Si l'Europe veut être un acteur majeur de l'après-guerre, elle devra accélérer ses plans industriels, où le cabotinage est de mise ; en témoigne le départ de la ministre espagnole de la Défense d'une réunion de l'OTAN avec une trentaine d'entreprises, parmi lesquelles aucune espagnole n'avait été invitée. Ce traitement est d'autant plus injuste que "l'Espagne disposera dans deux ans des satellites les plus avancés d'Europe", selon Miguel Ángel Panduro, PDG d'Hispasat.  

La préoccupation de l'Espagne, qui devrait être aussi celle de toute l'UE, réside également dans ce qui pourrait se passer au Sahel, où il est prévisible que la pression des guérillas djihadistes, aidées par les mercenaires du Kremlin, fera basculer les États de la région dans l'échec, avec les menaces et les pressions qui en résulteront pour le Maghreb. Il faudra d'abord résoudre le problème de l'Ukraine et ensuite s'occuper du flanc sud. L'Espagne exige une assistance réciproque de la part de ses partenaires à cet égard.  

Il n'est donc pas dans l'intérêt de l'Espagne que l'issue du conflit aboutisse à une Russie fragmentée et chaotique. Avec un pays vaincu et épuisé, mais avec des institutions et des dirigeants qui les incarnent, il est possible de négocier. Il n'en va pas de même avec des territoires en proie au chaos, où personne ne sait qui commande et où il est impossible d'établir le moindre accord utile. La Russie devra régler ses différends en interne, peut-être sa plus grande crise, peut-être en renversant Poutine, l'initiateur de la guerre, devenu aujourd'hui un allié mineur de la Chine, elle aussi grande gagnante de ce conflit. 
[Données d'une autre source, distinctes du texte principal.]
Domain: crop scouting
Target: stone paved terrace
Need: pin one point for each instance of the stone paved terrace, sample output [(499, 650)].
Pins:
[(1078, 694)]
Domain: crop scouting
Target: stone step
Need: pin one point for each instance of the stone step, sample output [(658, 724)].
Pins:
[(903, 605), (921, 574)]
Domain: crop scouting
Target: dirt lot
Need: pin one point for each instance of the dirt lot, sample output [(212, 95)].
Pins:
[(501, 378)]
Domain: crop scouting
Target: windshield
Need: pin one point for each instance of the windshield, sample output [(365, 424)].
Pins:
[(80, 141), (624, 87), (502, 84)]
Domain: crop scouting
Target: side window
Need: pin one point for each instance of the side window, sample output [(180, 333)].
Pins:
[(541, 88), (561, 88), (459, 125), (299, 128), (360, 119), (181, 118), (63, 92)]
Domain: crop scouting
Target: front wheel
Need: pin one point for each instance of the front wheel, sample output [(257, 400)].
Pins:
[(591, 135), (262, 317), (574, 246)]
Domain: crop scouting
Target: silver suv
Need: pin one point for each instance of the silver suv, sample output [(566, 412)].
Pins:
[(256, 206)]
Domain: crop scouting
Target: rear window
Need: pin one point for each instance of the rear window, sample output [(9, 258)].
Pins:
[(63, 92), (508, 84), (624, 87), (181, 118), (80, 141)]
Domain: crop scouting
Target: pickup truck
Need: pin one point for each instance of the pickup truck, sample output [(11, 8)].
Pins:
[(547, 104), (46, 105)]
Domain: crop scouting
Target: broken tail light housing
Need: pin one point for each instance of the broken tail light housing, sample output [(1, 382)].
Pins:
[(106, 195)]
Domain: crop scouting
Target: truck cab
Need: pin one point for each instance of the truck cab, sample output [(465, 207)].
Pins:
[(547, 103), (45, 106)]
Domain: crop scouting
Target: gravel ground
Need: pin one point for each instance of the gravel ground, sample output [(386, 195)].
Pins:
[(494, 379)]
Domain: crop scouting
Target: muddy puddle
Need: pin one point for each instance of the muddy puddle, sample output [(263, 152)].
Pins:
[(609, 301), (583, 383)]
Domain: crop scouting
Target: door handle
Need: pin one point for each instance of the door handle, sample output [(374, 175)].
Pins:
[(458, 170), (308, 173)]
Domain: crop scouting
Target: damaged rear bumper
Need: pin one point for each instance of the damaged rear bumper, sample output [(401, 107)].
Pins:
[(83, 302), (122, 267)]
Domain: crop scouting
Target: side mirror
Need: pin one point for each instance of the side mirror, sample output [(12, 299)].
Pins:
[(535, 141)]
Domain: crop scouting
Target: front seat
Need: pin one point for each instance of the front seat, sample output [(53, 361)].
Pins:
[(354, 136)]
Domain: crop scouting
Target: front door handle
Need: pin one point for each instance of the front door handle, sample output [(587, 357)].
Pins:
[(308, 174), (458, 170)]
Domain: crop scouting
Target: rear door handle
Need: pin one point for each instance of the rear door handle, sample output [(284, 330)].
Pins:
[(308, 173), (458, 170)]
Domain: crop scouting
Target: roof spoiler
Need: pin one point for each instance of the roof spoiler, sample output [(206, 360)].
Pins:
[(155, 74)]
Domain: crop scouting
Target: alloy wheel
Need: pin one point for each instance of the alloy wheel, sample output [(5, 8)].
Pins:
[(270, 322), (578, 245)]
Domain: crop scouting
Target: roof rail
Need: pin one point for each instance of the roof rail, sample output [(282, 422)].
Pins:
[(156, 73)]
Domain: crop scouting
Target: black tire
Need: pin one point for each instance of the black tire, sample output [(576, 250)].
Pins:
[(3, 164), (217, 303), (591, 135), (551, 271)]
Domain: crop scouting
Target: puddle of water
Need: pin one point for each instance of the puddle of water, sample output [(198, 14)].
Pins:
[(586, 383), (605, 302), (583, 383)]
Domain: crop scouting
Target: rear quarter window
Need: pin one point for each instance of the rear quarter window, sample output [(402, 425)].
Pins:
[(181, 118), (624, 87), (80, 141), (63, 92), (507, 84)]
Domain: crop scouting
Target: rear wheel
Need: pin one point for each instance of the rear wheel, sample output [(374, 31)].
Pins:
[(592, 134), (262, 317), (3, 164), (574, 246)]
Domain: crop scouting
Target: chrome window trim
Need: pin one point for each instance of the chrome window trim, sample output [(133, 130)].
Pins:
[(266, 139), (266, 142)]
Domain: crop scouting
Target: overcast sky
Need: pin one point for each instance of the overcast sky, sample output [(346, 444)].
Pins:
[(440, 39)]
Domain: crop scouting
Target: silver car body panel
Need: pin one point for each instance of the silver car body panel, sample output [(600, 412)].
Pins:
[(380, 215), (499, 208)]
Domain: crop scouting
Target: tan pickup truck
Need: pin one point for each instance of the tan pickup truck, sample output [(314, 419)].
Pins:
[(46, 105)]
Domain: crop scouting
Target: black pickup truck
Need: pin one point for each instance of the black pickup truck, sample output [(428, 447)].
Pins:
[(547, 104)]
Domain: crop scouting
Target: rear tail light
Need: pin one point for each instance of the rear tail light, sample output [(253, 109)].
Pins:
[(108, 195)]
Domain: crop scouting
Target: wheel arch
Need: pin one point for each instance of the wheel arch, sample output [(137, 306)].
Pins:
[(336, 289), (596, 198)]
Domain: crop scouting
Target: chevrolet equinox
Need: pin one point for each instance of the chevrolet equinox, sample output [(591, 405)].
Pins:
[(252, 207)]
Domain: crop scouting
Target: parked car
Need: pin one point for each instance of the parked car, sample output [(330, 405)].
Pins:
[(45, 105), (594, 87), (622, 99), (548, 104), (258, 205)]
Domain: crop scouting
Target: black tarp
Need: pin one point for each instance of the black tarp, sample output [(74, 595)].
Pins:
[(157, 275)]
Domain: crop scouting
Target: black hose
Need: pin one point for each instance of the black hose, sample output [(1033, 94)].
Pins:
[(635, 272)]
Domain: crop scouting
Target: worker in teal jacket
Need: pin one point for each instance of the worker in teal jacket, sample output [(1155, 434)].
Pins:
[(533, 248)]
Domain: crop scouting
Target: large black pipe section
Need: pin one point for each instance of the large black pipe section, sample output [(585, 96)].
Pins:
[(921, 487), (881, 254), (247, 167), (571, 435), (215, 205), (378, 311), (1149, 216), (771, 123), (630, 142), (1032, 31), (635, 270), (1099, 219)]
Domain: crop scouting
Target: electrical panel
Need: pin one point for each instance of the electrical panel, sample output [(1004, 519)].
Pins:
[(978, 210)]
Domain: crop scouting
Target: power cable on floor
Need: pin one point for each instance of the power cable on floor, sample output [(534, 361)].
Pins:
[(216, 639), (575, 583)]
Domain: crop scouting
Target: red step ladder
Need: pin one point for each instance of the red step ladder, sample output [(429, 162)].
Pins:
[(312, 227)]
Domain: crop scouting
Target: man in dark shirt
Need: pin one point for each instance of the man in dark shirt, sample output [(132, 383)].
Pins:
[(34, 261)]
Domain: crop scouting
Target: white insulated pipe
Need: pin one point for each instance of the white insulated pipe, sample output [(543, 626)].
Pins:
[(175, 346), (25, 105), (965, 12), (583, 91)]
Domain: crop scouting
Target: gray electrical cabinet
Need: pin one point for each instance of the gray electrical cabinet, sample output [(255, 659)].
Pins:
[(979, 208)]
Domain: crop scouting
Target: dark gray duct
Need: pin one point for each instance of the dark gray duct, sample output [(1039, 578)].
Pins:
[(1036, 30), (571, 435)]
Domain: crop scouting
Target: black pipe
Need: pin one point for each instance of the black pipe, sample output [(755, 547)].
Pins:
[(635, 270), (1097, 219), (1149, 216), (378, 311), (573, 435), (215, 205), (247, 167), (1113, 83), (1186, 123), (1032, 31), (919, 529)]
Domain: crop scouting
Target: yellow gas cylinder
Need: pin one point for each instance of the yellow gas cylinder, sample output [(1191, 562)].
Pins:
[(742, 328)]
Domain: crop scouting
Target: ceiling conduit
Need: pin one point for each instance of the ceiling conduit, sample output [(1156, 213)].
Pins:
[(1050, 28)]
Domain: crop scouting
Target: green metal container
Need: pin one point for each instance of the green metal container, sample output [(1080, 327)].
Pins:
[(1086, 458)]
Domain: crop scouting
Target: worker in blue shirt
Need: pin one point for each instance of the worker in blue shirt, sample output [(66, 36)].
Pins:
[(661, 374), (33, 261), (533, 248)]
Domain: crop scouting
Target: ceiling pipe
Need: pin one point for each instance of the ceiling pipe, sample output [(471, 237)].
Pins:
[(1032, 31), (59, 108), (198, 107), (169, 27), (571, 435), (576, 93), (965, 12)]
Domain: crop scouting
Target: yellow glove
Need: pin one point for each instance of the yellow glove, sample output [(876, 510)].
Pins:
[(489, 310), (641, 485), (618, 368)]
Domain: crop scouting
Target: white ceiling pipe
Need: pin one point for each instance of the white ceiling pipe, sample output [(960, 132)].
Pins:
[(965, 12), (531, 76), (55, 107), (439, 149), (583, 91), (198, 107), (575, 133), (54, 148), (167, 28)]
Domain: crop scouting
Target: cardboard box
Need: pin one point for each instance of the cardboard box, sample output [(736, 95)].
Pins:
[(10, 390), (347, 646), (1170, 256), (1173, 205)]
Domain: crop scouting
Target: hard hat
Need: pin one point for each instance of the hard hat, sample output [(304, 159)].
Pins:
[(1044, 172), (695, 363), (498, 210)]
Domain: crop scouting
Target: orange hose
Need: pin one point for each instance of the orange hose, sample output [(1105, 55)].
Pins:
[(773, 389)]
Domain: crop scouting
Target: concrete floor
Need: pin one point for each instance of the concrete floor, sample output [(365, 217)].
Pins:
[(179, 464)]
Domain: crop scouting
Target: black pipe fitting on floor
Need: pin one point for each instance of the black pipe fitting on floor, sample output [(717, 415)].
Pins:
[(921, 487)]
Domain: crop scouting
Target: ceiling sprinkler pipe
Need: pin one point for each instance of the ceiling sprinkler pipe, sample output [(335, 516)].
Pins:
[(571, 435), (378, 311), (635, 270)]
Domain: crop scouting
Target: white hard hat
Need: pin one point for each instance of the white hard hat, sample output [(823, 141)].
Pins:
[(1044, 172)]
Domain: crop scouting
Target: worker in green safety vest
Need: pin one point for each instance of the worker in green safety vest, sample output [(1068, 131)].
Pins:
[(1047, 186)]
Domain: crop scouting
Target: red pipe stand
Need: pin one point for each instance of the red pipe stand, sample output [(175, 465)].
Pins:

Alors que l'Ukraine est dévastée, la Chine a littéralement racheté la plupart des mines d'Amérique latine et d'Afrique qui produisent les matériaux rares indispensables à la fabrication de tout ce qui va des ordinateurs aux téléphones portables. Si cela continue, d'ici 2050, elle sera la maîtresse absolue du marché.  

L'Ukraine, par la bouche de son président Volodimir Zelenski, veut récupérer tout ce que la Russie lui a pris depuis 2014. Elle estime être en mesure de le faire et ne renonce pas à infliger une sévère défaite militaire à la Russie. Ce ne sera pas facile. La Crimée pourrait être non négociable pour Moscou, et si elle est perdue, elle pourrait même devenir un prétexte pour tirer ses armes nucléaires tactiques. Bien entendu, l'OTAN n'ouvrira pas la porte à l'entrée de l'Ukraine - ce serait une déclaration de guerre de l'OTAN à la Russie, car l'article 5 de l'Alliance s'appliquerait alors automatiquement. En revanche, elle pourrait être facilitée par le raccourcissement du délai d'adhésion à l'UE, à condition qu'elle se conforme aux exigences de l'acquis communautaire. L'éradication de la corruption est l'une des plus urgentes. Bruxelles devra surveiller de près la gestion de l'argent qui coule déjà, mais qui coulera encore plus lorsque les projets de reconstruction du pays pourront démarrer. Une manne qui, dans un premier temps, pourrait avoisiner les 300 milliards d'euros. Et n'oublions pas que le héros Zelenski est arrivé au pouvoir parce que les Ukrainiens en avaient très, très marre de la corruption rampante qui sévissait dans tout le pays.